If a product feature or characteristic related to the difference is associated with a critical task for a combination product (for example, a difference in the instructions about inhaling a dose of medication), then this likely constitutes an “other design difference.” Importantly, even if a design change seems to be an improvement as compared to the reference product, the difference will not automatically be deemed minor or otherwise acceptable by the FDA. As indicated before, the objective is for a patient to switch from using the RLD inhaler to the generic inhaler without additional training or explanation.
Note that the FDA expects manufacturers to document a rationale for having characterized each difference as none, minor or other. The FDA will carefully review and potentially disagree with the provided categorizations. They will likely judge minor differences as acceptable if the threshold analyses are comprehensive and additional HF-related data is likely unnecessary. However, if the threshold analyses identify one or more “other design differences,” you should consider modifying the proposed inhaler’s components (including labeling) to minimize differences from the RLD inhaler. If no further modifications are possible or implemented, the FDA might request additional HF data via a CUHF study.

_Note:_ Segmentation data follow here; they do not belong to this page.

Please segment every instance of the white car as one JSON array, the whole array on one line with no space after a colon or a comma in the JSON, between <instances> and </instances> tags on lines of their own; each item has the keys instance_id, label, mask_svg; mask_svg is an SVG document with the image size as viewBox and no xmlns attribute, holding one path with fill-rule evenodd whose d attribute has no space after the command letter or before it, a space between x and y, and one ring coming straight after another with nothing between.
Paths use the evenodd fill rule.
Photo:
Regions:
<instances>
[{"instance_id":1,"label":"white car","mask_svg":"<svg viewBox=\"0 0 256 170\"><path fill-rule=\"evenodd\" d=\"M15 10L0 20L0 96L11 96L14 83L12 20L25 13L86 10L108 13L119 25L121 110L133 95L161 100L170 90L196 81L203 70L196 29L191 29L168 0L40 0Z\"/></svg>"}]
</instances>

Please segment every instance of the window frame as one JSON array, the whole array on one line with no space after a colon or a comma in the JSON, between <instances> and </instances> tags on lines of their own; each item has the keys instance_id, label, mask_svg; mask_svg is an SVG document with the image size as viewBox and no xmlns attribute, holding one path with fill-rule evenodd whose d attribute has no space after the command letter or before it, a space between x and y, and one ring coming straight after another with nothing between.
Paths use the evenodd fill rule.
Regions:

Comparative use human factors study
A CUHF study is a simulated-use study in which representative end users (i.e., patients with experience using the RLD inhaler) simulate using both the generic inhaler and RLD inhaler under close observation by human factors experts. This type of study is required for generic inhalers when the differences identified during the threshold analyses have been deemed unacceptable. The test personnel watch for use errors that arise during combination product critical tasks related to external critical design attributes and then calculate and compare the use error rates between the generic and RLD inhalers.

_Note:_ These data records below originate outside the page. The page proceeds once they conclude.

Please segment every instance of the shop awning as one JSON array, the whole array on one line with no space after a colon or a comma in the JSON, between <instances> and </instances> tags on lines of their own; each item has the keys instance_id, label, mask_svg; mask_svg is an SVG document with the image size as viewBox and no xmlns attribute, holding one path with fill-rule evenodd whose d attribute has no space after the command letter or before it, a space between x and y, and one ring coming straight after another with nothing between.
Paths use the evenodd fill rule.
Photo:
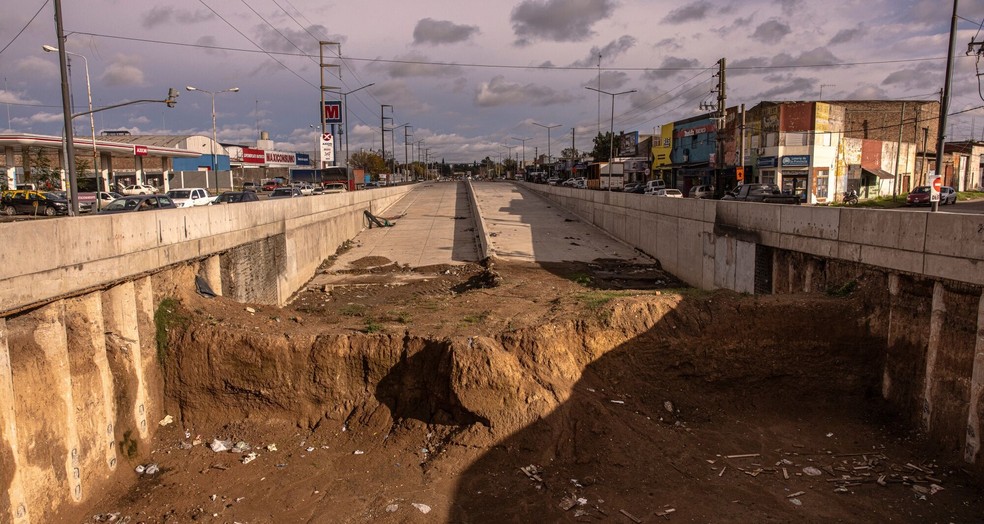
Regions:
<instances>
[{"instance_id":1,"label":"shop awning","mask_svg":"<svg viewBox=\"0 0 984 524\"><path fill-rule=\"evenodd\" d=\"M895 180L895 175L889 173L888 171L885 171L884 169L862 167L861 173L865 175L876 176L882 180Z\"/></svg>"}]
</instances>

Overall, the study objective is to demonstrate that the use error rate for the generic inhaler is no worse than the corresponding use error rate for the RLD inhaler. Suppose that priming the MDI is a product combination critical task, and the threshold analyses identified a difference in the steps that users must perform when priming the generic compared to the RLD. If RLD-experienced participants make a similar number of mistakes (or fewer) in priming the generic MDI compared to the RLD, and the types of mistakes are similar, the use error rate would be considered acceptable.
To calculate the use error rates and non-inferiority measures outlined in the FDA’s guidance, one must engage a statistically significant sample size, which will likely call for recruiting a minimum of 50 and as many as 150 or more participants.